Mexico is on track to exceed economic growth expectations this year
Multilateral organizations, ratings agencies and investment banks have updated their growth forecasts due to ‘repeated positive surprises’ in a market that has resisted financial volatility
The Secretary of the Treasury of Mexico, Rogelio Ramírez de la O, arrived at the meeting of finance ministers of the APEC summit that took place on Tuesday in San Francisco with good news in his briefcase. Everything seems to indicate that Mexico is on track to exceed economic growth expectations this year, to the surprise of analysts and experts.
The second economy in Latin America lifted 5.1 million people out of poverty between 2018 and 2022, the official said at the event before his counterparts from the United States, Canada, China, Japan, Korea, Australia, Indonesia, Singapore, Taiwan, Thailand and Vietnam, according to an APEC statement. The focus of his presentation was on the social assistance policies of President Andrés Manuel López Obrador.
The macroeconomic and foreign direct investment (FDI) figures also look good. Multilateral organizations, rating agencies and even investment banks have been updating their growth forecasts for Mexico, surprised by the behavior of emerging markets in general, which have resisted financial volatility and shocks in global supply chains.
The Mexican Ministry of Economy registered a historic amount of FDI worth $32.9 billion in the third quarter of the year. Of this amount, 76% represents a reinvestment of profits by companies that are already established in Mexico, so it is possible that the investment expected by nearshoring has not yet arrived. The term indicates a global trend to relocate manufacturing operations from China to countries closer to their final market.
“Repeated positive surprises justify upwardly revised forecasts for Mexico’s growth projections,” Moody’s analysts wrote in a report published on November 8. Experts raised their growth estimates for 2023 and 2024 to 3.5% and 2.3%, respectively, compared to previous estimates of 3.3% and 1.9%. Moody’s analysts said that strong economic activity has been driven in part by strong investments, the completion of unfinished projects and nearshoring. They expect Mexico’s real gross domestic product (GDP) growth in 2025 to average “a solid 2.0%-2.5% as it continues to reap benefits from nearshoring.”
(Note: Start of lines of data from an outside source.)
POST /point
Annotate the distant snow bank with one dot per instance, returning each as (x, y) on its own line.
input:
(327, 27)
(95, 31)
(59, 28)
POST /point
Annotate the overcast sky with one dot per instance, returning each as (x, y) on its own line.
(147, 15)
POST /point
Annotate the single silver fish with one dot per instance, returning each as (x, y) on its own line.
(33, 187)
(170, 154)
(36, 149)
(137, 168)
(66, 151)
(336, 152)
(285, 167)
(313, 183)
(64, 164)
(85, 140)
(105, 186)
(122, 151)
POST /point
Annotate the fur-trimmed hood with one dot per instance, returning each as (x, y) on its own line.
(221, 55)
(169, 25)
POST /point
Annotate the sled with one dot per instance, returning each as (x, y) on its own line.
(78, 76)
The Fitch rating agency, meanwhile, has raised its own forecast for Mexico to 3.1% of GDP since September, as did the World Bank and the International Monetary Fund. According to the survey of private sector specialists published by the Bank of Mexico in October, these experts raised Mexico’s GDP growth forecast for 2023 to 3.15% from a previous estimate of 3.04%.
Uneven growth
In a second report from Moody’s, published on Tuesday, the analysis firm warns that nearshoring is having an uneven economic impact in Mexico, since the states that have benefited from the highest proportion of investment are in the northern, central and western parts of the country. This includes Mexico City, Nuevo León, Mexico state, Jalisco, Chihuahua and Coahuila.
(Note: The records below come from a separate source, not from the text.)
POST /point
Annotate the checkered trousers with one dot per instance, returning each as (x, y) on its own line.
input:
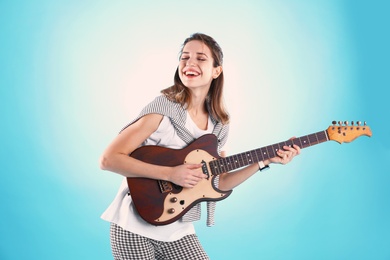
(127, 245)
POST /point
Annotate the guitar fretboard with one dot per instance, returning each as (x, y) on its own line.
(246, 158)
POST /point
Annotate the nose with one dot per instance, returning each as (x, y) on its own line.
(190, 62)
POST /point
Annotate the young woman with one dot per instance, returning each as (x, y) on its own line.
(185, 111)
But several states still face limitations in continuing to attract foreign direct investment, warned Moody’s. States that have traditionally received FDI have public infrastructure that allows easy access to the United States, and they have a qualified workforce, said the analysts. However, the main limitations to ensuring the future flow of foreign investment are linked to the existence of sufficient industrial parks and public investment that ensures the necessary inputs for the operation, such as water and energy.